I enjoy watching the Food Network quite a bit. Although it is a vast wasteland for vegetarians and vegans, some of the ideas can be converted. It does give one pause though, or should, when one of the most venerated cooks on TV is best known for laughingly adding a stick of butter or more, to every dish she makes. Is that really funny?

One of the most annoying things of nearly EVERY show is at least one reference to how 'bacon makes everything better'.

Yeah, well, maybe not for the pig.

On some of their competition shows, you just know, as soon as a contestant mentions 'vegetarian', 'organic', holistic' or 'vegan', they are going down in flames. Quickly...

During the series of Food Network Thanksgiving shows, one of the pig mad chefs made a Brussels sprout casserole of some sort. All I remember of it was that it had bacon in it. But it did put me in the mood for Brussels sprouts, and surprise, the store had them on sale the very next day.

Lately, I have been obsessed with using Teese creamy cheddar to make mac & cheese. I demand that the Brussels sprouts MUST comply to my current cheesy madness. So, I thought, gratin topped with some of the Daiya Italian Shreds that I had just bought (5 pound worth...) might work well on a cool November night. They certainly did not disappoint.

I use smoked Spanish paprika and some chile de arbol powder for some smoke and heat. You could substitute some chipotle powder for those if that's what you already have on hand. I also add Bacon Salt directly over the sprouts to boost that 'bacon flavor', but it really isn't needed unless you are looking for a faux bacon hit, or maybe serving non-vegans.
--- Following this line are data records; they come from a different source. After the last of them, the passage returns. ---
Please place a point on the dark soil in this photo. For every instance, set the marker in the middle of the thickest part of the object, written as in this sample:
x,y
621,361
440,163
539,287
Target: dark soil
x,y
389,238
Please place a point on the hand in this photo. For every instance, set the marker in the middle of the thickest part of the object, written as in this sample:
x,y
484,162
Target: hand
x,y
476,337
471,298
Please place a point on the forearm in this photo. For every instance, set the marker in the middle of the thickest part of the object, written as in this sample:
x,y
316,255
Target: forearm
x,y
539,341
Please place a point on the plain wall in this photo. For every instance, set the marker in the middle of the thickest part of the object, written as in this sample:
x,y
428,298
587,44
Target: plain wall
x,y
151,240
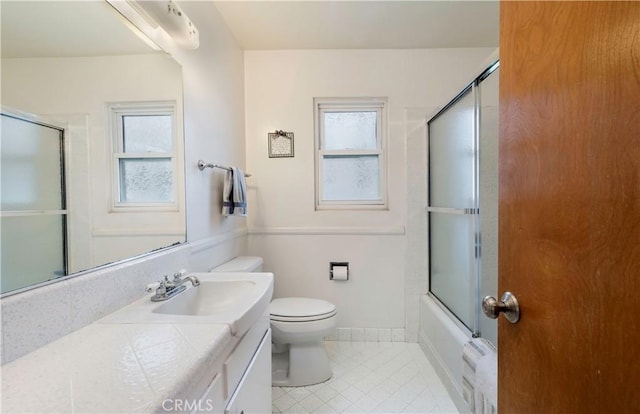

Brussels Sprouts Gratin with Daiya Cheese
Serves 3-4 (see note below)

1 pound Brussels sprouts, trimmed and washed
1 Tbs + 1 tsp salt (divided)
1 Tbs Earth Balance 'Butter' or olive oil
1 Tbs all purpose flour
1 c soy or almond milk, slightly warmed
1/2 tsp hot smoked Spanish paprika
1/2 tsp chile de arbol powder (or add some Tabasco)
1 tsp Dijon whole grain mustard
1/2c Daiya Italian shreds
1 tsp Bacon Salt (optional)


Preheat oven to 400F (200C)
If your bakeware can do it, put the baking dish in the oven to get hot. I use a cazuela that is pretty much non-stick. If you need to do so, lightly oil your pan or spray it with cooking spray.

Bring a pot of salted water to boil with 1 Tbs salt.

Boil sprouts for about 7 minutes or until starting to get tender.

Shock the sprouts in an ice bath and set aside.

Heat 1 Tbs Earth Balance in a small pan.

Add the flour and whisk for a minute until.

Gradually add the soy milk while whisking to incorporate it all.

Add 1 tsp salt, paprika, and mustard and stir well.

Turn off heat.

Dry the sprouts and cut in half from top to bottom.

Carefully remove hot dish from oven and CAREFULLY lay sprouts cut face down into the dish and them evenly distribute what is left.

If using, sprinkle the Bacon Salt over the sprouts.

Pour bechamel evenly over the sprouts.

Top with Daiya shreds.

Bake about 20-25 minutes until the Daiya starts browning and it is bubbly around the edges.

Let it sit for a few minutes before serving.

Note - use about 6-8 ounces of sprouts per person you need to serve as a main dish, half that for a side dish. For each person, use about 1/2c bechamel sauce and 1/2 tsp of mustard, 1/4 c of Daiya.